We accepted the assignment and met with the executive producers. Here’s where it got a little weird. The two executive producers were Bruce Geller (who created MISSION IMPOSIBLE) and Joseph Barbera (one half of Hanna-Barbera, the animation mill that turned out Huckleberry Hound, Yogi Bear, the Flintstones, Jetsons, etc.). Kind of an odd pairing. Apparently the idea for the original movie was Barbera’s so that’s how he got involved. Bruce Geller’s involvement? I have no idea.
They met with us and told us what they wanted. The realism of MASH. It shouldn’t feel sitcommy. The humor had to come out of attitudes and real situations. We were to think of this as a drama with comedic touches. Okay. That was fine with us.

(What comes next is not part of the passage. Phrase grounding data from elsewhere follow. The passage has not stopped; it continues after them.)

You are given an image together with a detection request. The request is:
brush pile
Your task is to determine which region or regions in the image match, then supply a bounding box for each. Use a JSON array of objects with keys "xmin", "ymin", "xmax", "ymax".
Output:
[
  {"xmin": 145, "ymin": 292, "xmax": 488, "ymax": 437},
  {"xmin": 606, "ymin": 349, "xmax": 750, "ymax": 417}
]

Everyone was pleased with our rewrite (despite not doing the gurney gag), and the show was filmed. No actors from the movie participated. Ray Vitte, Joanne Nail, and Joe Penny got the lead roles. I never saw it. The show was not picked up. But that figures because in our entire career we’ve never gotten a show picked up by ABC – we’re talking 30 years, 50 regimes, and three owners.) It aired that year in August on Failure Theater, but I was either busy or just didn’t care. We were uncredited (which was fine).
The real kick for me was being in a story session with Joe Barbera. Yeah, his gag was absurd. But as a kid I loved Hanna-Barbera cartoons (I still do). I would drive by their complex on West Cahuenga Boulevard in the valley and wish that I could work there. Or even get a tour. And now I was in a room with the man himself. And he was pitching me Top Cat. Dreams sometimes do come true.